Change Specialists - Simplifying Change

The Great Return Needs Great Communication

With many organisations welcoming staff back to the office this Spring senior leader’s enthusiasm for returning to the office might, to some, suggest old school thinking, with some studies highlighting a leadership team-employee disconnect with regards future working models.  

Last summer The Future Forum surveyed 10,000 workers globally, finding three quarters (75%) of executives expressing a desire to work from the office 3-5 days per week compared to one third (34%) of staff. 44% of executives who have worked completely remotely through the pandemic, said they wanted to come back to the office every day, only 17% of staff said the same.

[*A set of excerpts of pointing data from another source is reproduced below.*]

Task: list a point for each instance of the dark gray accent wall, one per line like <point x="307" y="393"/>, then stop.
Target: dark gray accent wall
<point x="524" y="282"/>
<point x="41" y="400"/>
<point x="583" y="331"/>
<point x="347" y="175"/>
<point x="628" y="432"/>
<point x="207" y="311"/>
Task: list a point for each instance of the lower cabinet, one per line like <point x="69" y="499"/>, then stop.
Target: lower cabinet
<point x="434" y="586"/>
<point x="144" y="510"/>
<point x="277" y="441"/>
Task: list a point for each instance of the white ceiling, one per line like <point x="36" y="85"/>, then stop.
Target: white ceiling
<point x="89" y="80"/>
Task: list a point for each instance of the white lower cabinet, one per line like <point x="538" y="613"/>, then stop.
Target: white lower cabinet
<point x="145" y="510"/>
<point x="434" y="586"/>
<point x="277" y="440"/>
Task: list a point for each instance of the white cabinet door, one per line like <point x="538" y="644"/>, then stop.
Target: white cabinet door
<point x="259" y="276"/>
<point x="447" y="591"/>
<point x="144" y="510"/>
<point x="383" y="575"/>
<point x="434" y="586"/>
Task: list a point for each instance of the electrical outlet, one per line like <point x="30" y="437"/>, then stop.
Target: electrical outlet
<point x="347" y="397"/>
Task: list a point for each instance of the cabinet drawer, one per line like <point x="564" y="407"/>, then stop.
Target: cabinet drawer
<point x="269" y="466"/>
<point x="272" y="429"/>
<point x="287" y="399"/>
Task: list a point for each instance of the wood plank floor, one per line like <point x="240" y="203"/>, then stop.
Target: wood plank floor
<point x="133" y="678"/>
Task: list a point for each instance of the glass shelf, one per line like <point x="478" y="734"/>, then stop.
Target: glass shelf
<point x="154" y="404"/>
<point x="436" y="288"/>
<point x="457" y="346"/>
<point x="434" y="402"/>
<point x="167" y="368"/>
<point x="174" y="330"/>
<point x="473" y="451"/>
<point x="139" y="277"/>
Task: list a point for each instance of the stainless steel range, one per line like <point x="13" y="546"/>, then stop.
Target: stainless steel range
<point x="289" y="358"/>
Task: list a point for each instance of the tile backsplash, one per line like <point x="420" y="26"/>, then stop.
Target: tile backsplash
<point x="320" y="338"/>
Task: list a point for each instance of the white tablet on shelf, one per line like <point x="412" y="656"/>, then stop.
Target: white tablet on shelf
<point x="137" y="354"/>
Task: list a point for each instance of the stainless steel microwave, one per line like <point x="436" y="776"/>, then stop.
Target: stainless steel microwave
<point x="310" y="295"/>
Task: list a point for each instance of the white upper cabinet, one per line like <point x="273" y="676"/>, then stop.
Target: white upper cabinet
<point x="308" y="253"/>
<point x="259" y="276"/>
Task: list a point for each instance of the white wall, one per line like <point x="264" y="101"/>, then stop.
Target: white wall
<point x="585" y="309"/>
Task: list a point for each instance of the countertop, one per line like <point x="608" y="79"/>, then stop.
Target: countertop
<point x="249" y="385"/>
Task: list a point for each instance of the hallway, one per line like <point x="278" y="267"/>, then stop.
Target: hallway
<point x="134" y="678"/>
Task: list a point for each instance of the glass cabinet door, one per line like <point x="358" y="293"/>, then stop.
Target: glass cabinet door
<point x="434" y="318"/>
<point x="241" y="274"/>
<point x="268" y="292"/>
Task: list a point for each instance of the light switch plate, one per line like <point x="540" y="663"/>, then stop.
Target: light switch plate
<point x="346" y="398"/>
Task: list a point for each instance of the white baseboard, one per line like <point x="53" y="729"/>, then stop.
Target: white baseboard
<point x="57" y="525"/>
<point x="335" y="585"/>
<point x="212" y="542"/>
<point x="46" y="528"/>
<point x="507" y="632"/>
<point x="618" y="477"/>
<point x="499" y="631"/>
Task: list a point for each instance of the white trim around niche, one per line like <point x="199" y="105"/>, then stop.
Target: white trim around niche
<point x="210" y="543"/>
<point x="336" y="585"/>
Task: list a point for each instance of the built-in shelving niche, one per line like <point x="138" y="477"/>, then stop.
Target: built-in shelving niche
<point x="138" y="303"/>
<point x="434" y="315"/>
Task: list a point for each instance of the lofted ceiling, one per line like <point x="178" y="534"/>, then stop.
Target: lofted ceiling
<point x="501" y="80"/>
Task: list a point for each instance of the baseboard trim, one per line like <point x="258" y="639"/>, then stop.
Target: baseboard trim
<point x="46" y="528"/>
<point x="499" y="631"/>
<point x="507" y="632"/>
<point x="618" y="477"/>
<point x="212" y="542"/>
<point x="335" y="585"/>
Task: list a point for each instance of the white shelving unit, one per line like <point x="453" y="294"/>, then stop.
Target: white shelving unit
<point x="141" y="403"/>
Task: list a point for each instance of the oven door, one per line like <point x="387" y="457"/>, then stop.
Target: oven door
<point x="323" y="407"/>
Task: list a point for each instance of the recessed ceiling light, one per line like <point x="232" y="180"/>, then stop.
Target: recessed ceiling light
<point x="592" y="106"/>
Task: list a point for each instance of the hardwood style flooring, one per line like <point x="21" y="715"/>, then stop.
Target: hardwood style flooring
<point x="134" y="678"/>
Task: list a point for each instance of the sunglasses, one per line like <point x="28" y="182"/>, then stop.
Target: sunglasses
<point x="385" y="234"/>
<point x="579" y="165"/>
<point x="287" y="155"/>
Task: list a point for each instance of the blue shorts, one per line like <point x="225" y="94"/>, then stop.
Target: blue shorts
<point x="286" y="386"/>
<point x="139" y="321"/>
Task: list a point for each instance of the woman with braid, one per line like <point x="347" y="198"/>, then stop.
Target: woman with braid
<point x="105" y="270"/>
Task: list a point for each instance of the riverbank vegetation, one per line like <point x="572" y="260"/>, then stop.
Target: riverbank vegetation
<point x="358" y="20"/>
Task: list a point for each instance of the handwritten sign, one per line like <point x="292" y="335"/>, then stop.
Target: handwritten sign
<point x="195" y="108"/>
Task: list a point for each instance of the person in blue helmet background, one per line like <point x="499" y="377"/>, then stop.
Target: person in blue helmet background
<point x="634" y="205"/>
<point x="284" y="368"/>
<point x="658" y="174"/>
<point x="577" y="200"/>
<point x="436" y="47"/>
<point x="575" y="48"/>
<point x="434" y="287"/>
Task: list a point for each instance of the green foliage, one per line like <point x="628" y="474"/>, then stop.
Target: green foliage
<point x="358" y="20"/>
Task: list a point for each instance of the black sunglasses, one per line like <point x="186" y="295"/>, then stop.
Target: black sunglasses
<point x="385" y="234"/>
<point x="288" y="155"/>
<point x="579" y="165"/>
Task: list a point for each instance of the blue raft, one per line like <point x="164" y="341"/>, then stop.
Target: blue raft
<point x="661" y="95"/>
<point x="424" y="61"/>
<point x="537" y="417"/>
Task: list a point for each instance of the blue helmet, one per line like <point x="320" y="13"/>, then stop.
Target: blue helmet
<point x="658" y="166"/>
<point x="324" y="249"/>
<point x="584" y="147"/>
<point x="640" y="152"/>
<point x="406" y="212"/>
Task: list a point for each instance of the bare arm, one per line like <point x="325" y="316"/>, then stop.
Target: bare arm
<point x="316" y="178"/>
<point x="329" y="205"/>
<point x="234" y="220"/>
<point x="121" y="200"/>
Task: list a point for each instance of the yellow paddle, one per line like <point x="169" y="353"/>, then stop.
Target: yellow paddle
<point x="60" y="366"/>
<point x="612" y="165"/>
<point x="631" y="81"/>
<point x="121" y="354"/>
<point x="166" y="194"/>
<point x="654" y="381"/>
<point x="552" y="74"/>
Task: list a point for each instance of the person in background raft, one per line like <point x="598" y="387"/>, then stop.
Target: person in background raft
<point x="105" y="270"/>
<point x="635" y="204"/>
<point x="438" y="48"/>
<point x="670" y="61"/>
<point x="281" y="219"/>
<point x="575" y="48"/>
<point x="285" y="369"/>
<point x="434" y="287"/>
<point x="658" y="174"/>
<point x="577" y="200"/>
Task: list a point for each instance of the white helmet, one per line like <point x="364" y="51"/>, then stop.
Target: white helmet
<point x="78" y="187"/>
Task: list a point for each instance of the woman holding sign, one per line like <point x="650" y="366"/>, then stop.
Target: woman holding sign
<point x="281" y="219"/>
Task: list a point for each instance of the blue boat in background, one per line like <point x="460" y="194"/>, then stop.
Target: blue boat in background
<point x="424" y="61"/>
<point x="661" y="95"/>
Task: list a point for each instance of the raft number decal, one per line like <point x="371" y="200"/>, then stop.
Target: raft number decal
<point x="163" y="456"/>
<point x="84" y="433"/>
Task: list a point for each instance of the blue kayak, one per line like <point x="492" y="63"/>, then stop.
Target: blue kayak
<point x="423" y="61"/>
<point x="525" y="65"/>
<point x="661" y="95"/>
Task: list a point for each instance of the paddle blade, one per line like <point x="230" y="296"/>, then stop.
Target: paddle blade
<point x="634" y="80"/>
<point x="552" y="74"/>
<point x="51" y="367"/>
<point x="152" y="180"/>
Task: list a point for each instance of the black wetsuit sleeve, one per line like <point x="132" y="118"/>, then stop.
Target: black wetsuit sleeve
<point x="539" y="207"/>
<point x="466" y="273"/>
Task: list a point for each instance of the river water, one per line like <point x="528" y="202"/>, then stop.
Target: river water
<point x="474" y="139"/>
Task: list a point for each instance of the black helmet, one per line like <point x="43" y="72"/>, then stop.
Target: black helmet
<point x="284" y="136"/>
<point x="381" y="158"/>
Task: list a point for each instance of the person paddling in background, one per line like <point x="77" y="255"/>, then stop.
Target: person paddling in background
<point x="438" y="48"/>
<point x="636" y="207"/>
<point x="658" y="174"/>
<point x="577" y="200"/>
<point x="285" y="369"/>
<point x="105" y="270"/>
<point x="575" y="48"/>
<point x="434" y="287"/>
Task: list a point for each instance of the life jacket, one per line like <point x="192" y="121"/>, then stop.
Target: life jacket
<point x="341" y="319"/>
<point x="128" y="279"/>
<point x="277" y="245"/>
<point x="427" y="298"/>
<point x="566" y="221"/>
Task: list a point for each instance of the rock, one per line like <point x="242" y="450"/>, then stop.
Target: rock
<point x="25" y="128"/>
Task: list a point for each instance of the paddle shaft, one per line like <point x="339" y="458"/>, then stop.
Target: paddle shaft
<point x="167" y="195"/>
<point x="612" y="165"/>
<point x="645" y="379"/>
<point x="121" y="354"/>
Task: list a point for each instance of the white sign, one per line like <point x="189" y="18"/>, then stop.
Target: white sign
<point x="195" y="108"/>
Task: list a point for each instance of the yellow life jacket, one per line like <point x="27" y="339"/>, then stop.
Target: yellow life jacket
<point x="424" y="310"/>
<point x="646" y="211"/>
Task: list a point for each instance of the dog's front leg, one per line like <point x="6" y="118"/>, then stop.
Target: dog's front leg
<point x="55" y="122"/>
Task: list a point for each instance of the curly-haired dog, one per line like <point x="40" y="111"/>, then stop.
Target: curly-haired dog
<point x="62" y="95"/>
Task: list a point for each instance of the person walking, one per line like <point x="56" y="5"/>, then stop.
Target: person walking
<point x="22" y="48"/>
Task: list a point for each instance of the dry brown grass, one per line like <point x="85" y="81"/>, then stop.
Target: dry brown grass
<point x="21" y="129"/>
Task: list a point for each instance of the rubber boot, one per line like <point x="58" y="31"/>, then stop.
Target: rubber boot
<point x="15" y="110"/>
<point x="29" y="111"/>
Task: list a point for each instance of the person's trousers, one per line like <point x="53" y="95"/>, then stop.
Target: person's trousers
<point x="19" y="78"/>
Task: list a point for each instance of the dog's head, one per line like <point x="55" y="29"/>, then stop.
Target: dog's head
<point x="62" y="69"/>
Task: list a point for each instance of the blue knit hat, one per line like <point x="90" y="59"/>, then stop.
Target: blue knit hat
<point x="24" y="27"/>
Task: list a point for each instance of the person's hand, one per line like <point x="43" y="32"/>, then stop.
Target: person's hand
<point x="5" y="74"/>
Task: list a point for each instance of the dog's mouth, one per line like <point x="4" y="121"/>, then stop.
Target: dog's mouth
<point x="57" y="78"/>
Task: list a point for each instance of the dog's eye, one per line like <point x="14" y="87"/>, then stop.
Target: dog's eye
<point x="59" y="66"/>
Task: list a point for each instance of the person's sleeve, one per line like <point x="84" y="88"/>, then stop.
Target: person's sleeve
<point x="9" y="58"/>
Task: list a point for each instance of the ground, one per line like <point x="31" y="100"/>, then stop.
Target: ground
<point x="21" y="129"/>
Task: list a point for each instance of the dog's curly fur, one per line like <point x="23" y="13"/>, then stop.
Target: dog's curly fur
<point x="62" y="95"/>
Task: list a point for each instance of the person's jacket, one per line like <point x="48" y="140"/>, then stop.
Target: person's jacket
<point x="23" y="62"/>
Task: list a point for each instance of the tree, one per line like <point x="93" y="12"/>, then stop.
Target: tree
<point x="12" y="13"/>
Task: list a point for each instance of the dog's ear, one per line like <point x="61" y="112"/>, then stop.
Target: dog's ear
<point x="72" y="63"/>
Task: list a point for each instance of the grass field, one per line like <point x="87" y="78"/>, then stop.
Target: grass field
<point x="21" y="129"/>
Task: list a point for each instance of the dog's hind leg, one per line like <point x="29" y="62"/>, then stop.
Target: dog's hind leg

Many staff have missed the informal connections and culture that an office setting offers, however their default position has shifted, and they no longer want to spend time commuting into offices every day. They also put high value on the flexibility and work life balance that remote working can offer. 

Against a backdrop of staff shortages across the UK, staff who don’t believe their organisation is being transparent on post pandemic remote working, by documenting and promoting a robust home working policy, are reporting low levels of employee satisfaction This in turn is impacting staff retention, and the ability for organisations to attract and hire new talent.

Finding the right balance is at the heart of successful hybrid working. Organisations want to keep control of productivity, encourage collaboration, and build company culture. Their staff want to choose where and when they work to achieve a healthy work-life balance.

Leaders should be encouraged to listen to their staff, consulting on plans for their future work model and offering a channel for them to raise questions or concerns.